Our data do not clarify whether conservative treatment alone is a suitable alternative to surgery, as almost all patients with NTM lymphadenitis underwent surgery. We found that the proportion of patients with recurrence appeared to be higher in cases which received anti-mycobacterial treatment (in addition to surgery). However, this is likely explained by the fact that children with extensive disease and/or incomplete excision were more likely to have been started on anti-mycobacterial treatment than those with less extensive disease (ie selection bias). Interestingly, we found that multiple recurrences were less common in children who were treated with a combination of clarithromycin and rifampicin compared with cases which received clarithromycin only or no anti-mycobacterial treatment. These findings indicate that in populations where the majority of NTM lymphadenitis is caused by MAC, adjunctive clarithromycin/rifampicin combination therapy may be beneficial for reducing the risk of multiple recurrences.

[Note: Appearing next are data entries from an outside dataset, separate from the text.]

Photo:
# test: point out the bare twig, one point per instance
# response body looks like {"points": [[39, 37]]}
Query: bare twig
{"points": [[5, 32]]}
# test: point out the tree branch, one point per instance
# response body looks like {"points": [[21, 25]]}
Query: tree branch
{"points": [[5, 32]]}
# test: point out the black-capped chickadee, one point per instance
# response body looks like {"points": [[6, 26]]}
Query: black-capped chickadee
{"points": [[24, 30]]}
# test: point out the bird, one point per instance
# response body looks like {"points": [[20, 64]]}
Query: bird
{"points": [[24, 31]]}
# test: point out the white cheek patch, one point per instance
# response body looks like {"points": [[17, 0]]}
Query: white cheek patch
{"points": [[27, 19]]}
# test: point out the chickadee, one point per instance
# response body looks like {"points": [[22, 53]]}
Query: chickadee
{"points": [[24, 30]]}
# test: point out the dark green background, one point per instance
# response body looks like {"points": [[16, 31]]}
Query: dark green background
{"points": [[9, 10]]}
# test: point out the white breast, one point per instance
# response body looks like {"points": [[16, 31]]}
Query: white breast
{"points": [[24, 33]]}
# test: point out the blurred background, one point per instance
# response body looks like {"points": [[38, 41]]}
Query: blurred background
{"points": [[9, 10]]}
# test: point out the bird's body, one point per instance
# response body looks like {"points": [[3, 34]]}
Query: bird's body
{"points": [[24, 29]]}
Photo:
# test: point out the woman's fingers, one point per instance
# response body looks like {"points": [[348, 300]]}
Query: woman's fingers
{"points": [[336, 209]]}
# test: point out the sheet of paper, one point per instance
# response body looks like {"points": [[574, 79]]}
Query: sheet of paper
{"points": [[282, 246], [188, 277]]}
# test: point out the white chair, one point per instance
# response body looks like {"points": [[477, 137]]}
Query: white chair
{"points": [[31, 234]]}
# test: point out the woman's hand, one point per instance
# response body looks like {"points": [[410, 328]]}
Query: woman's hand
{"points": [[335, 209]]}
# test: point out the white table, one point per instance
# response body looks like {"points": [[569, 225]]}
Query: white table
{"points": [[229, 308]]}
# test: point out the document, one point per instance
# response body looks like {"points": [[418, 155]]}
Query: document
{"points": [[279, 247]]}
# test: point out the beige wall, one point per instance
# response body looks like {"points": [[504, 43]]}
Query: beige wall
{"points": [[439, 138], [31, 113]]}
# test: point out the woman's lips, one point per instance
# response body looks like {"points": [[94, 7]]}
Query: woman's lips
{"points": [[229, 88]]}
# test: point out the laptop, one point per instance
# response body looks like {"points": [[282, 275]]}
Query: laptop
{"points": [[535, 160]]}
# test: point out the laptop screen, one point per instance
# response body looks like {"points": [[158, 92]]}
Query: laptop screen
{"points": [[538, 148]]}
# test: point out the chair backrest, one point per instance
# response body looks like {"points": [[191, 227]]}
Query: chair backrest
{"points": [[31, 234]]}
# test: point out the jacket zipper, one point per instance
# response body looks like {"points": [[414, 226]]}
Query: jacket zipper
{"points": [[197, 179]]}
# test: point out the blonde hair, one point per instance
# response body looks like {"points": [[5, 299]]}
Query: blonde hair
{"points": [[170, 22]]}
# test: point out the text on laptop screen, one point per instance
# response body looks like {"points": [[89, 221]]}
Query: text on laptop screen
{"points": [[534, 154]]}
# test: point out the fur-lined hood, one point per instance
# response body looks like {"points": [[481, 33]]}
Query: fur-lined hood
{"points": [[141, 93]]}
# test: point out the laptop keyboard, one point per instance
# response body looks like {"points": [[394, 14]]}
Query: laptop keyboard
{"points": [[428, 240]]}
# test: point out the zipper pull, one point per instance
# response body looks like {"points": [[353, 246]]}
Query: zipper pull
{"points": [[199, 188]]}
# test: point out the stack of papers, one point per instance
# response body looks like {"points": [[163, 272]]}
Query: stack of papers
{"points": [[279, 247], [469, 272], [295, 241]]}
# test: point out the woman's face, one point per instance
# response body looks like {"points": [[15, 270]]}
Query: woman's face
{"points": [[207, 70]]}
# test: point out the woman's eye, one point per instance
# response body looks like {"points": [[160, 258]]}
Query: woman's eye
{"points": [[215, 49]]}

The optimal treatment of NTM SSTIs also continues to be debated, again as a result of limited high-quality data. However, a recent randomized trial in patients with M. ulcerans infection showed that conservative treatment with two anti-mycobacterial drugs is successful in the majority of cases with early limited disease [39]. Many experts recommend the use of a combination of two anti-mycobacterial drugs to treat M. marinum infections, although the data regarding treatment of this species are less robust [29]. This is in accordance with the latest ATS/IDSA statement, which highlights the limited evidence to support this particular recommendation [6]. Although most of the patients with SSTIs in this study underwent surgery, thereby precluding conclusions regarding the efficacy of conservative treatment alone, we found that the proportion of patients experiencing a recurrence was considerably smaller in the group of cases treated with two anti-mycobacterial drugs compared with those which received only one anti-mycobacterial drug or none.

Limitations

The main limitation of this study lies in its retrospective nature, which resulted in some missing data, mainly related to presenting symptoms and signs. However, all data relating to time of presentation, treatment and outcome were complete, highlighting the robustness of the main study findings. Our incidence estimates are based on census data from 2006 and the assumption that the paediatric population in Victoria remained stable over the study period. This is supported by official census data (available at: http://www.censusdata.abs.gov.au) showing that between 2006 and 2011 there was only an approximate 5% increase in the number of Victorian residents 0 to 14 years of age. Nevertheless, this approach may have resulted in minor imprecisions in our incidence estimates. Although our hospital is the largest paediatric referral center in Victoria by far, it is possible that a small number of cases with NTM disease received care elsewhere. Therefore, the true incidence of NTM disease may be higher than our estimates. One further potential limitation is that the seasonal data are based on the time of presentation to specialist services in our hospital, rather than the onset of the disease. However, the threshold for referrals for a specialist opinion in our setting is low and waiting times are relatively short; therefore significant delays between disease onset and assessment in the hospital are uncommon.